Whether they live, or whether they die-whether they are healthy, or whether they are sick-whether they are rich, or whether they are poor-whether they please man, or whether they give offense-whether they are thought wise, or whether they are thought foolish-whether they are accused, or whether they are praised-whether they get honor, or whether they get shame-for all this the zealous person cares nothing at all.

They have a passion for one thing, and that one thing is top please God and to advance God’s glory. If they are consumed in the very burning of their passion for God, they don’t care-they are content. They feel that, like a candle, they were made to burn; and if they are consumed in the burning, then they have only done the work for which God has appointed them. Such a person will always find a sphere for their zeal.

If they cannot work, or give money, or a man cannot preach, then they will cry out and sigh, and pray. Yes: if they are extremely poor, on a perpetual bed of sickness, they will make the activity of sin around him slow to a standstill, by continually interceding against it. If they cannot fight in the valley with Joshua, they will do the work of Moses, Aaron, and Hur, on the hill. (Exodus 17:9-13) If they are cut off from working themselves, they will give the Lord no rest until help is raised up from another quarterand the work is done. This is what I mean when I speak of zeal in Christianity.

Monday, May 30, 2011

It's an Old Path

Thousands and tens of thousands have sought for pardon at the mercy-seat of Christ, and not one has ever returned to say that he sought in vain. Sinners of every name and nation—sinners of every sort and description—have knocked at the door of the fold, and none have ever been refused admission.
 

If the way which the Gospel sets before us were a new and untraveled way—we might well feel faint-hearted. But it is not so. It is an old path. It is a path worn by the feet of many pilgrims, and a path in which the footsteps are all one way. The treasury of Christ’s mercies has never been found empty. The well of living waters has never proved dry.
 
 
— J.C. Ryle
"Forgiveness"

Monday, May 16, 2011

Three Ways to Spoil the Gospel

The Gospel in fact is a most curiously and delicately compounded medicine, and is a medicine that is very easily spoiled.
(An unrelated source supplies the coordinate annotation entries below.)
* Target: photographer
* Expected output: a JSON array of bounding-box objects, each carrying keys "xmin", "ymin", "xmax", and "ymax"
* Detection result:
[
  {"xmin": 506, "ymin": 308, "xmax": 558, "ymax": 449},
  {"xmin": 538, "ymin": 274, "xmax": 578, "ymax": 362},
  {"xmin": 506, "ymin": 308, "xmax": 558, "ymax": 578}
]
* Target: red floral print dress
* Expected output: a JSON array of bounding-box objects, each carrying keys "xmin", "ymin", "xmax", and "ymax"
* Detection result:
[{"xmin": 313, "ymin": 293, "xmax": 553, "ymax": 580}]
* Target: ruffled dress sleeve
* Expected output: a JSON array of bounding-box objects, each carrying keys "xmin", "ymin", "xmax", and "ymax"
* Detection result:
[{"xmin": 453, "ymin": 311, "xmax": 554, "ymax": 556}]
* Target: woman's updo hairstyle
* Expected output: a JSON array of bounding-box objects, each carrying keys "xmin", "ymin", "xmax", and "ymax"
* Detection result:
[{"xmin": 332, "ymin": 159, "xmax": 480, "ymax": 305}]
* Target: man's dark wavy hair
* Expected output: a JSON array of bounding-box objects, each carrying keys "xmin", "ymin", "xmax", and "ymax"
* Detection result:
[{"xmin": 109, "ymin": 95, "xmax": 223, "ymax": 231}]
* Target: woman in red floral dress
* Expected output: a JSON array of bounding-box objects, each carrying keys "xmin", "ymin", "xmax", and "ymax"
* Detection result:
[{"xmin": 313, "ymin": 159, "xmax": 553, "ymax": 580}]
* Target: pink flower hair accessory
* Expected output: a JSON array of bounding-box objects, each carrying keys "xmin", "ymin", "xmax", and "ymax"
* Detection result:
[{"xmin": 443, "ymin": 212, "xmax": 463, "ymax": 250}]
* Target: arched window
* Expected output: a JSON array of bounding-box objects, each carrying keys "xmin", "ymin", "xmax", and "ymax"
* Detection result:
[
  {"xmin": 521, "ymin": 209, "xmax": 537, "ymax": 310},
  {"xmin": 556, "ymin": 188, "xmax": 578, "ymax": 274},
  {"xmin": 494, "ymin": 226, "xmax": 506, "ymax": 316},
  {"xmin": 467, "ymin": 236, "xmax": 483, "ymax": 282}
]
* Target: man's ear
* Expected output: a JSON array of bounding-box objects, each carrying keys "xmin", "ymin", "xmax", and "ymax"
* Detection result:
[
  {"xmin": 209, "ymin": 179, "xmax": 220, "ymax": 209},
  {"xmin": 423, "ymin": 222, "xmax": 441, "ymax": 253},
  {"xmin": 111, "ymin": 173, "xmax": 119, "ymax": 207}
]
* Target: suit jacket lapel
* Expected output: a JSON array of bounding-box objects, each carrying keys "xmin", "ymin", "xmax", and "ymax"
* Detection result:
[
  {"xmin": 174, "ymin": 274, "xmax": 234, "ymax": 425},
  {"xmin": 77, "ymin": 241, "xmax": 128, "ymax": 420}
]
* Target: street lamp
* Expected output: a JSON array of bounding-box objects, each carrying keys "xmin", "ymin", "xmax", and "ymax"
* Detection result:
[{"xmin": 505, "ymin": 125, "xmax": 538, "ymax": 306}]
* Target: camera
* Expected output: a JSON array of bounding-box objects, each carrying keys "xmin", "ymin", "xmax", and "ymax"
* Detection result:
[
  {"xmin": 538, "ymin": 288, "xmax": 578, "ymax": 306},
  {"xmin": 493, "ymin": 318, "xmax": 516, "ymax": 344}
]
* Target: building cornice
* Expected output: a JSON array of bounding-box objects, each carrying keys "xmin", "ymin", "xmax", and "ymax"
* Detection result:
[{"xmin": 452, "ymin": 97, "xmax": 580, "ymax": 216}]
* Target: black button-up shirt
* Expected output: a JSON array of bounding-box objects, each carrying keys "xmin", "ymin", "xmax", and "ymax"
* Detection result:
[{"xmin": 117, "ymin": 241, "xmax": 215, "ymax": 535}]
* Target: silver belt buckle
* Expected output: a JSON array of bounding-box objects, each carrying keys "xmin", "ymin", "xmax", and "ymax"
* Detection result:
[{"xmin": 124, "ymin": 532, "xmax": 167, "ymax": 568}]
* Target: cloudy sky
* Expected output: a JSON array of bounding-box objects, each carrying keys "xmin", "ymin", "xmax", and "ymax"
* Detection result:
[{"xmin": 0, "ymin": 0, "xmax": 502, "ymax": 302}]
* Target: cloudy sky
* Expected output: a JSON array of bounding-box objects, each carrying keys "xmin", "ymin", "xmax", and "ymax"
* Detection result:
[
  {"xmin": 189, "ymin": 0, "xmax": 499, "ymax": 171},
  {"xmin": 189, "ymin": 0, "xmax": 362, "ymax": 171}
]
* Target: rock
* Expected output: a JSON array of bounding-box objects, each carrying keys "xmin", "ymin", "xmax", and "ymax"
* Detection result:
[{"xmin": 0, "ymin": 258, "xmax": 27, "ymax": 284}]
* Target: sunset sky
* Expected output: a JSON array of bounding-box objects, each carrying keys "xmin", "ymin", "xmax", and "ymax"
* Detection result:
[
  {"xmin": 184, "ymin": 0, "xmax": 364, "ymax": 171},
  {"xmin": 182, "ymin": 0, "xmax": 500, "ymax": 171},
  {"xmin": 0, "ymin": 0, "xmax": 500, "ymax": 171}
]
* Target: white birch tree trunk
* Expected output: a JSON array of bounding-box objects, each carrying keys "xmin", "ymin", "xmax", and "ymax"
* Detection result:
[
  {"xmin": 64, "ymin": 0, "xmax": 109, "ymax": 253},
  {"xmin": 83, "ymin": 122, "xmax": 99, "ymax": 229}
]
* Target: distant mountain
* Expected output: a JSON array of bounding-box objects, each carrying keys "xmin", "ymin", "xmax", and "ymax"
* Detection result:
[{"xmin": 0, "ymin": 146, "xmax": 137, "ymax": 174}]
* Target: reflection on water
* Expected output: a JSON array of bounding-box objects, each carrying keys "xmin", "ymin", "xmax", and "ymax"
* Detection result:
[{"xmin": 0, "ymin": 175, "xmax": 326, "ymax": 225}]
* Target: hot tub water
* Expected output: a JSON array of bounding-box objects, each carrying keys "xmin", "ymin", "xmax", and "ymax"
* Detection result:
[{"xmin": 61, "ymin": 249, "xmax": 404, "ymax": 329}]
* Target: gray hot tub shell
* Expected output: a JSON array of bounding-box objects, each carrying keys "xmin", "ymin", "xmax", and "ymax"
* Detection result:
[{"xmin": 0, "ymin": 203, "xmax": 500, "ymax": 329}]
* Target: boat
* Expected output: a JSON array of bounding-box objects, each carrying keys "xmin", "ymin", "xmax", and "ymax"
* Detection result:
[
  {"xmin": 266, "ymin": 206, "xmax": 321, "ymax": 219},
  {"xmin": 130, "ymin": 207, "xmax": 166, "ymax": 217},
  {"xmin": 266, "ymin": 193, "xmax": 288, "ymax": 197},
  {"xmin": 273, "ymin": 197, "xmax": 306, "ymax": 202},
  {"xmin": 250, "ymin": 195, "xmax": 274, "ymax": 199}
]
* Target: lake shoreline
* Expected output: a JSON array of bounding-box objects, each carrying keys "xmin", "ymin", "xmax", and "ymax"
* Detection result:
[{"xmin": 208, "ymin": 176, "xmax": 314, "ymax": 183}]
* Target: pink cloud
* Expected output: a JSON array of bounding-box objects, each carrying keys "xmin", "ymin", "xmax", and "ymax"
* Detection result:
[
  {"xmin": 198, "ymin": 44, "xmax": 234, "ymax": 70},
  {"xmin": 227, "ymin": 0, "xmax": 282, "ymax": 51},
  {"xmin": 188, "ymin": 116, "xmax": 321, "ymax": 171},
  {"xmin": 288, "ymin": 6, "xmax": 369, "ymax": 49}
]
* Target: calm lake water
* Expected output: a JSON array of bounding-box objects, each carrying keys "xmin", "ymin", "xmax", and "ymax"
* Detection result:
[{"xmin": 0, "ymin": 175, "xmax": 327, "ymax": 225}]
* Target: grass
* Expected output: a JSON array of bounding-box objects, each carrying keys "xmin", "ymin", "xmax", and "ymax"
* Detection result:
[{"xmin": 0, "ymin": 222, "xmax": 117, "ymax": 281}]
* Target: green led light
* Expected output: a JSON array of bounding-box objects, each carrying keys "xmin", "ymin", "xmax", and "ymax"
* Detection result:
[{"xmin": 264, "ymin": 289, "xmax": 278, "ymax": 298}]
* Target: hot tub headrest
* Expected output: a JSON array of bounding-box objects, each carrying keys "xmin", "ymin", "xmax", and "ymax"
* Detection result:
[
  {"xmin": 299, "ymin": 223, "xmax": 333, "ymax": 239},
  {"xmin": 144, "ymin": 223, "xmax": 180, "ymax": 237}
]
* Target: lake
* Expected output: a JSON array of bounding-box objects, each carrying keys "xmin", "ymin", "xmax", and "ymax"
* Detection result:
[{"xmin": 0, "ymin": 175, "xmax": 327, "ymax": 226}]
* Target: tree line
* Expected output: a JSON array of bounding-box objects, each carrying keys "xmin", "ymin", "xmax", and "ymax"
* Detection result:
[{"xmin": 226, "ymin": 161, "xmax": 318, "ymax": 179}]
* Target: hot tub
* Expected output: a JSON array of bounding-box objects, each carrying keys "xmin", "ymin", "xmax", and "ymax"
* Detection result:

You may spoil the gospel by substitution. You have only to withdraw from the eyes of the sinner the grand object which the Bible proposes to Faith, — Jesus Christ; and to substitute another object in His place, — the Church, the Ministry … and the mischief is done …

You may spoil the Gospel by addition. You only have to add to Christ, the grand object of faith, some other objects as equally worthy of honour, and the mischief is done …

You may spoil the Gospel by disproportion. You only have to attach an exaggerated importance to the secondary things of Christianity, and a diminished importance to the first things, and the mischief is done. Once alter the proportion of the parts of the truth, and truth soon becomes downright error …  — J. C. Ryle, quoted by Peter Adam inHearing God's Word

Thursday, April 7, 2011

“The Good Shepherd Jesus knows you well, though you may not think it. You never shed a secret tear over your own corruption, you never breathed a single prayer for forgiveness and helping grace, you never made a single struggle against wickedness, which He did not remark and note down in the book of His remembrance.

You need not fear His not understanding your needs, you need not be afraid your prayers are too poor and unlearned to be attended to. He knows your particular necessities far better than you do yourselves, and your humble supplications are no sooner offered up than heard.

If you transgress He will grieve—but He will chasten and bring you back; if you bear good fruit, He will rejoice and give more grace; if you sorrow He will bind up your broken heart and pour in balm. He is ever watching and observing and listening. No believer is so humble and lowly, but He is acquainted with all their ways.”